When specifying a method like twice() that modifies the program state, it is the frame condition (the assigns clause) that tells what part of the program state is modified. Any particular (model) field or array element can be checked to see if it is part of the changed state. If not, the verification system knows that that field was not changed by the method call.

The example code above uses model methods instead of model fields. So in the test() routine, how is it known that polygon.sides() does not change value upon the call of twice() and that polygon.longestSide() does change? The answer is the reads clause; this clause states what fields a method reads or depends on. The content of the reads clause may be a model field.

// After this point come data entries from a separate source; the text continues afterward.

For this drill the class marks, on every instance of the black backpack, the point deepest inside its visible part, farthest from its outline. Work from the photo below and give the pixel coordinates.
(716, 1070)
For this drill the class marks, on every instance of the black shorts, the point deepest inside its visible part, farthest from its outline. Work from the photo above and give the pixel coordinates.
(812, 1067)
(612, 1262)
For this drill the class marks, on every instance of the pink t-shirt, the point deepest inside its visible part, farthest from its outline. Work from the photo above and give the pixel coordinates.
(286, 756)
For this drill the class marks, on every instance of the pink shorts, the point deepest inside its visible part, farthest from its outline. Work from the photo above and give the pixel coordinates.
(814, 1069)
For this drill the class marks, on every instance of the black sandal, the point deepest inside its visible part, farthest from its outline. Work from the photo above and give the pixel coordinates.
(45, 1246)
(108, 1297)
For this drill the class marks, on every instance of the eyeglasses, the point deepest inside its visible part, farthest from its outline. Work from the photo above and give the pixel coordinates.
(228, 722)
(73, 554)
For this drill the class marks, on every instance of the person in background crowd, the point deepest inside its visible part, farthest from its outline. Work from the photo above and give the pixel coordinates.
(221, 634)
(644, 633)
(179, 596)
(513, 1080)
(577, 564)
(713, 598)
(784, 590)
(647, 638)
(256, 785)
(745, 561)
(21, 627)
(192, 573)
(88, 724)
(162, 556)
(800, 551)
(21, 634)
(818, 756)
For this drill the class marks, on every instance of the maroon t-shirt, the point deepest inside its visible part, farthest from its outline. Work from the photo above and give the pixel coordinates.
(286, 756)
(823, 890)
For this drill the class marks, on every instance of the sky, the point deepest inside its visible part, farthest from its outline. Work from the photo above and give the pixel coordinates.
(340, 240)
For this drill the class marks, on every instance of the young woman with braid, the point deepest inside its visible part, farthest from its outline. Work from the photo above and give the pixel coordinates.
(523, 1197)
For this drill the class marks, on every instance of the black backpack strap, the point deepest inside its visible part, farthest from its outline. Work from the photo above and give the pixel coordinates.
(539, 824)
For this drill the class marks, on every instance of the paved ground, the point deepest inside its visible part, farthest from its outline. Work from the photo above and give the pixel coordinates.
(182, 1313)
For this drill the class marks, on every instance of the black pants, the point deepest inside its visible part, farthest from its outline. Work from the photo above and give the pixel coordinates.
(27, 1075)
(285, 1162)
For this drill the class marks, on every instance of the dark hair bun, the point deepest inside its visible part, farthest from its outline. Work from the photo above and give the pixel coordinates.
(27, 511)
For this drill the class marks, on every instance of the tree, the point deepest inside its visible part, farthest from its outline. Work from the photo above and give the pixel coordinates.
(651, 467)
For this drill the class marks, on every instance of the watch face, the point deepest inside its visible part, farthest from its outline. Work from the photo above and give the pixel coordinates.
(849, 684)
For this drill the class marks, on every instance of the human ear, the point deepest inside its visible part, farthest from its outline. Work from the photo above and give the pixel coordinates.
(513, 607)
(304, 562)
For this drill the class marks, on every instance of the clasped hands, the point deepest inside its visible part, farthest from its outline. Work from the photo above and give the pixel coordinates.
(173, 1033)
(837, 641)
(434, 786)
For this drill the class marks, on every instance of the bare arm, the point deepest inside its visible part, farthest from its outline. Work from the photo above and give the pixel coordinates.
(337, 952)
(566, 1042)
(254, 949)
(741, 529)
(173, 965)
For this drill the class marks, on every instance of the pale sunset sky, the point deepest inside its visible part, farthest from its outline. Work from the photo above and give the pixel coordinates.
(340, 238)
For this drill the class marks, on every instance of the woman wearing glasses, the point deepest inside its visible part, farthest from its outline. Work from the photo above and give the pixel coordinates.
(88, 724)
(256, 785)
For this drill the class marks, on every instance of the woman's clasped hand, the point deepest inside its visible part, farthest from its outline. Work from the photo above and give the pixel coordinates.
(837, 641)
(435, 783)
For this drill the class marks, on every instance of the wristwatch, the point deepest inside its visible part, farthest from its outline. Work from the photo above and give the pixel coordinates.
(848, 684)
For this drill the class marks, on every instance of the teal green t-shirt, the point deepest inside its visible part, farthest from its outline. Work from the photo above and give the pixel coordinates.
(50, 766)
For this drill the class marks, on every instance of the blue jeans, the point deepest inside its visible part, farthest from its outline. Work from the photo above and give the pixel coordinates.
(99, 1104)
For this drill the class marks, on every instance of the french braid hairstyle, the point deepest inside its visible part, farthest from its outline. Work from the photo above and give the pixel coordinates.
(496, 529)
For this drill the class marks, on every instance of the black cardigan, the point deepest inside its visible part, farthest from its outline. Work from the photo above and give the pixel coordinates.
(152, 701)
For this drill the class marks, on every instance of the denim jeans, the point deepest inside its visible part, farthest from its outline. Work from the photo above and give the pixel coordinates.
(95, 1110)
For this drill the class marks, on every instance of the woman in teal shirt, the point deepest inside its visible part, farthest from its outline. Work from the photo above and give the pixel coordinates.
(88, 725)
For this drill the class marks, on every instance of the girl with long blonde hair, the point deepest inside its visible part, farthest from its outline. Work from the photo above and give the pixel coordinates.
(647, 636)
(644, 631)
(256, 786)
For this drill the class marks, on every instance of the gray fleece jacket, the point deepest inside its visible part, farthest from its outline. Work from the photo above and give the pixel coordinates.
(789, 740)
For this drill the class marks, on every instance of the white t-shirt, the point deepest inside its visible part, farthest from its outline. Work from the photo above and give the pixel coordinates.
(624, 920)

Note that twice() assigns to allSides and longestSide() reads allSides. So the value of longestSide() might well be changed by the call of twice() (though not necessarily). But sides() reads the model field numSides, which is not assigned by twice(), so its value does not change.

helper methods

A helper method is one that does not assume that the object’s invariants hold (cf. the lesson on invariants), nor does it ensure that they hold after returning. Methods used in invariant clauses need to be helper methods because otherwise there would be unending recursive calls to check if the invariants are all true. The disadvantage of being a helper method is that sometimes additional pre- or postconditions are needed to assume or assert properties that are otherwise part of the object’s invariants.